Ideally Unity would add a project setting to disable auto-import for specific file types, but until then the best solution that I've been able to come up with is to simply use a different file extension. For example, I rename Blender files that normally use a .blend extension to use a .blender extension. In Windows it is then possible to map .blender files to always open with Blender. This is done by right-clicking a .blender file in Windows Explorer, selecting "Open with...", picking Blender, and checking "Always use the app to open .blender files". Windows and Unity's Project window will then show the correct icon for files with this extension and use Blender to open them.

One important thing to note is that after doing this and renaming existing .blend files previously imported into Unity, all .blend.meta files should be deleted (and regenerated) as this is required for the Blender icon to display properly in Unity. Obviously this is best done after switching to a different model format such as .gltf or .fbx as it will break all references to the .blend files.

Updating Git's .gitattributes

For those using Git for version control, be sure to add an entry to your .gitattributes file so that .blender files will be handled properly by Git-LFS:

*.blender filter=lfs diff=lfs merge=lfs -text

Additional Improvements

To make it easier for other team members to setup file associations, it should be possible to create a registry settings file with all desired extensions.
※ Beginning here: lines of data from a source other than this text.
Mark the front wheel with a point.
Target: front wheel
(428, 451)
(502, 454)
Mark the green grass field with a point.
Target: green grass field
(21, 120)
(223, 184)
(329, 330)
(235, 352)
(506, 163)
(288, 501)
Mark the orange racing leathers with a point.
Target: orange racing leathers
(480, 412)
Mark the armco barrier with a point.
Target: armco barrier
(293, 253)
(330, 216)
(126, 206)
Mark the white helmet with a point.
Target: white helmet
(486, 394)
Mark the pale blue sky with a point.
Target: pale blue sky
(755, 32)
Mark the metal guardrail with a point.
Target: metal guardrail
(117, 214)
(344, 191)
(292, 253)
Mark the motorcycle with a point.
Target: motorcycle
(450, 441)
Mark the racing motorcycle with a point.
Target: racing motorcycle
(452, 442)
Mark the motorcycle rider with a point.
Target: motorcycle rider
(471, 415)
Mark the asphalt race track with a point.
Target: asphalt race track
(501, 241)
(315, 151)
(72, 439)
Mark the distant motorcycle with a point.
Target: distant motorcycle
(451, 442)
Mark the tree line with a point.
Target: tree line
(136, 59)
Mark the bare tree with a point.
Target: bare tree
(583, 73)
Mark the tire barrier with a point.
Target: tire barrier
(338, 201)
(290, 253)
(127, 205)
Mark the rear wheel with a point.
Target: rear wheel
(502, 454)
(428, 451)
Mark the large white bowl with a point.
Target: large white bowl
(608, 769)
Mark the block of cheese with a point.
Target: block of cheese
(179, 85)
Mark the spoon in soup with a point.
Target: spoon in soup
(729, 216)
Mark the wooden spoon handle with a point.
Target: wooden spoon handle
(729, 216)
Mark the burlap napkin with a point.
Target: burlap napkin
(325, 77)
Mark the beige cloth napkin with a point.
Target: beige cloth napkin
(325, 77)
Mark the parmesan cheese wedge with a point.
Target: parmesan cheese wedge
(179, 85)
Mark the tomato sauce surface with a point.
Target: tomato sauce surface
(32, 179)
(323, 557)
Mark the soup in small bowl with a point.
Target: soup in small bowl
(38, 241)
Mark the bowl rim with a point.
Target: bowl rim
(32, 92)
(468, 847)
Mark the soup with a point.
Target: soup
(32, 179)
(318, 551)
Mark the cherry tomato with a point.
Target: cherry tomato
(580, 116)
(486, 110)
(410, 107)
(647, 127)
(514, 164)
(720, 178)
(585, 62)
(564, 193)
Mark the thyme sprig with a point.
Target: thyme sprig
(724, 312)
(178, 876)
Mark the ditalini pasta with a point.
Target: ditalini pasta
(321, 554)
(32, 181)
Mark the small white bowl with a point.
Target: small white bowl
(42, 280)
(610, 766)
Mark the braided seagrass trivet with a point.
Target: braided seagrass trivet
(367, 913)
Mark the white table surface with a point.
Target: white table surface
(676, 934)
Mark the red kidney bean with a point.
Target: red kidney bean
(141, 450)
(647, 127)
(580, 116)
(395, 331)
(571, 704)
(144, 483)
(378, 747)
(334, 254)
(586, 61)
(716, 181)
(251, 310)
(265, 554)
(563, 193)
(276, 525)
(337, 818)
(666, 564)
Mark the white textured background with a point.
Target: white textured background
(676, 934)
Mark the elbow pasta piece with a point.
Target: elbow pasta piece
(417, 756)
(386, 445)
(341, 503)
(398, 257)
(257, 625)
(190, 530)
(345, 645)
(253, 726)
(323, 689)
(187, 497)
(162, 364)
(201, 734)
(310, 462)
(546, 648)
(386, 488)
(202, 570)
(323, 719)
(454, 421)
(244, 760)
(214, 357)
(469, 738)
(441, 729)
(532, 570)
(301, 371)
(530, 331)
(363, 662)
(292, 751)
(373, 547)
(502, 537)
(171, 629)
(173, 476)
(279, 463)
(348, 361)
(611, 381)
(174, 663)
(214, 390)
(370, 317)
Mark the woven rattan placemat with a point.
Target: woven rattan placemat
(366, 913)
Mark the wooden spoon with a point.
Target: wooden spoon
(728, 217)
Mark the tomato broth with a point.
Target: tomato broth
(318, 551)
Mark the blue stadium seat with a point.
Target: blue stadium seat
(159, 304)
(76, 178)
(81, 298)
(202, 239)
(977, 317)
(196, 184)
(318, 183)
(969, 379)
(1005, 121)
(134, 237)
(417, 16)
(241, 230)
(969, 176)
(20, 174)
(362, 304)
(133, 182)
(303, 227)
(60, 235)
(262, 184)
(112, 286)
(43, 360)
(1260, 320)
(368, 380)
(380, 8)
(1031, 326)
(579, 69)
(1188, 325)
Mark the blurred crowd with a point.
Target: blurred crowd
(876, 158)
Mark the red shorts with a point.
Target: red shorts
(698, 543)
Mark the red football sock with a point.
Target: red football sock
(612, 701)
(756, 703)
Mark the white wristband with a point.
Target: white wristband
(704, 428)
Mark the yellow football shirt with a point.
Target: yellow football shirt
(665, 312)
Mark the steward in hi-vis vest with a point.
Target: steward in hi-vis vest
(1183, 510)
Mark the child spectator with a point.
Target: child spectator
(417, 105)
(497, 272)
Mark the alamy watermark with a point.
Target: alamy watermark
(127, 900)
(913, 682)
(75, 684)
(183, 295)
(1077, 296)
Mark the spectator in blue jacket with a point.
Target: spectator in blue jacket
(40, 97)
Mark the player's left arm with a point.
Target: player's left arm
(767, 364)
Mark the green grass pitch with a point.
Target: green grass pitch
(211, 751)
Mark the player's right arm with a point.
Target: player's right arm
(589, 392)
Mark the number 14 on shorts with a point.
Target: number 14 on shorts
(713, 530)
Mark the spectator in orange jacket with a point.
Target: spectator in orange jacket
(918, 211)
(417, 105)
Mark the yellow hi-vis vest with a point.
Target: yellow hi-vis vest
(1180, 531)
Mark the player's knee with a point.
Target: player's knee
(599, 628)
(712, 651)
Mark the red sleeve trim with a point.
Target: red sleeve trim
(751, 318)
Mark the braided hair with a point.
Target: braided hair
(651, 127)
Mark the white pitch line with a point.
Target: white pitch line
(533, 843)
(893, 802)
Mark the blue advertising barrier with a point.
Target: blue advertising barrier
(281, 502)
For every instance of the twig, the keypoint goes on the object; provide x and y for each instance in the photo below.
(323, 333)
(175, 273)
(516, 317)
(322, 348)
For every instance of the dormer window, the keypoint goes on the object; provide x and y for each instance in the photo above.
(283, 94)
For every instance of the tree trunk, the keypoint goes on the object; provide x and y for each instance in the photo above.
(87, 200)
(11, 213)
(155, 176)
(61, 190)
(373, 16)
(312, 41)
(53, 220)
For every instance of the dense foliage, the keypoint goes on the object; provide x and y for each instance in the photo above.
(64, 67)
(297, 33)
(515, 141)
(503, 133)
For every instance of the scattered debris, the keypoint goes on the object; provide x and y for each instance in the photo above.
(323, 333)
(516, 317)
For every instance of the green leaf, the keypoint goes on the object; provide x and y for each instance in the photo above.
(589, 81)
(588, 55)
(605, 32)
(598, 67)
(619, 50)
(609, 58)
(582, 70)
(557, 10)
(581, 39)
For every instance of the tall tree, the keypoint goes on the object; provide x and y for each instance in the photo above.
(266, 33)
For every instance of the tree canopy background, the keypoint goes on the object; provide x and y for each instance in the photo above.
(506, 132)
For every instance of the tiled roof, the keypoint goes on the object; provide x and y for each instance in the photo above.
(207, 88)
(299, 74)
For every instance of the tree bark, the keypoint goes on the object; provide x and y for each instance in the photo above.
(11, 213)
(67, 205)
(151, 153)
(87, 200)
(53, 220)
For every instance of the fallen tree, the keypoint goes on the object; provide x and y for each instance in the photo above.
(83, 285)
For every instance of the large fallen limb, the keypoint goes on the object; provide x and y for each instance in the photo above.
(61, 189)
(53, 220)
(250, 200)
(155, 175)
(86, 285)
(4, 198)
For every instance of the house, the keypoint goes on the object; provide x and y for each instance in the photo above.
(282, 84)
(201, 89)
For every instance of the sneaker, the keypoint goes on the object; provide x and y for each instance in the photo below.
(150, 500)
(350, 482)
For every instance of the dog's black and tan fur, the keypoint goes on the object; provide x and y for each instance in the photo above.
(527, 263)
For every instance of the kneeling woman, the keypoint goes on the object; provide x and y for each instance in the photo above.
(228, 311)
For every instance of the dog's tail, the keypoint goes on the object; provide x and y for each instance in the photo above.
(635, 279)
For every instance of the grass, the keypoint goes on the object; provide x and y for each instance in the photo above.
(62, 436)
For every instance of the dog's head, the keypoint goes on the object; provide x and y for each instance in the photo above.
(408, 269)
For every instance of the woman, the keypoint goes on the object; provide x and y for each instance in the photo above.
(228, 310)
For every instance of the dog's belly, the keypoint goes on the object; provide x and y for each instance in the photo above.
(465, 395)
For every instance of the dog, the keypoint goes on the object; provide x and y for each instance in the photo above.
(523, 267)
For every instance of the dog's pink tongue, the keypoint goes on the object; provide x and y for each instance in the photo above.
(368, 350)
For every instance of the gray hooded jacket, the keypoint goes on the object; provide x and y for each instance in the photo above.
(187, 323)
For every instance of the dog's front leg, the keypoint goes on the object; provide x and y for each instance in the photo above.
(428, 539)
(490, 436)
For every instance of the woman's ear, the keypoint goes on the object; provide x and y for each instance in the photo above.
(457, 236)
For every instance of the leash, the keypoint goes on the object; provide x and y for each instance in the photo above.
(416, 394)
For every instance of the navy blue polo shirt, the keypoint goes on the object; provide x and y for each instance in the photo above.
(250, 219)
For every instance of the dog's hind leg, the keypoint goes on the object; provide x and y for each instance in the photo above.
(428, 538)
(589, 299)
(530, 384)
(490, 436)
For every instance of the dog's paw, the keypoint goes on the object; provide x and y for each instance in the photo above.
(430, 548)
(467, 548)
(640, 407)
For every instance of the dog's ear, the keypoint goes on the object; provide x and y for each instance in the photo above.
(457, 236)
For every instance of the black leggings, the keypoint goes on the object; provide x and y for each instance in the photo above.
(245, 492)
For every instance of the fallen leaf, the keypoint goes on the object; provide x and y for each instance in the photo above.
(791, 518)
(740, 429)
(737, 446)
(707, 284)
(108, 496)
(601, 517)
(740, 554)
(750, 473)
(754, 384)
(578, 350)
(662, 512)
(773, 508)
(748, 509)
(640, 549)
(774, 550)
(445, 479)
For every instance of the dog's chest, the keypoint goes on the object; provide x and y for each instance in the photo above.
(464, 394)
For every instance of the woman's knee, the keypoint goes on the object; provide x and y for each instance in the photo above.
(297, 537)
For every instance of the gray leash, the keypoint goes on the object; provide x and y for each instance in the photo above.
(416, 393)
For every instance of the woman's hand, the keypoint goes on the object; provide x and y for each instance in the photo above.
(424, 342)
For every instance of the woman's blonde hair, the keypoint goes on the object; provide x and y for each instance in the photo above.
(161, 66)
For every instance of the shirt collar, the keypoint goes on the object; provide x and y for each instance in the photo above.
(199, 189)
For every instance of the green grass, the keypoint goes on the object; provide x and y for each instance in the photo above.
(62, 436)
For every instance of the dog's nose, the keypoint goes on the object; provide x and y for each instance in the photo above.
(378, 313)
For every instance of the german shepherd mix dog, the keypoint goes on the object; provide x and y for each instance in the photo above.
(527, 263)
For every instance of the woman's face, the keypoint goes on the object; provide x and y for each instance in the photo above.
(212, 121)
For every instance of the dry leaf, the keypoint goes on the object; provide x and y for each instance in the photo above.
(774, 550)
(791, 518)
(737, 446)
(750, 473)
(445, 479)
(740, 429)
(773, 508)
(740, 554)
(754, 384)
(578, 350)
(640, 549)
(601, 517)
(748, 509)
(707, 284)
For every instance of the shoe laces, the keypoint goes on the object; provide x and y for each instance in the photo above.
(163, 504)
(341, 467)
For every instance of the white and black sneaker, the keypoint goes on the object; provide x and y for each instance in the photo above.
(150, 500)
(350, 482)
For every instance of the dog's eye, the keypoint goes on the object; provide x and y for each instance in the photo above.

Keys for file associations can be found here and exported to a .reg file for others to import:

HKEY_CURRENT_USER\Software\Microsoft\Windows\CurrentVersion\Explorer\FileExts\

Another simple improvement was to add a new item to the Project window's context menu that allows the user to easily create a new Blender file with the proper extension. This is done inside a custom CreateExternalAsset.cs script that prompts the user to name a new file and then copies a "template" file from a specified directory to the desired filename. The script then launches the associated application with the new file.

This script can easily be extended to create menu items for multiple Blender templates or any other asset type. For example, I also use it to create customized script files for structs, classes, and enums.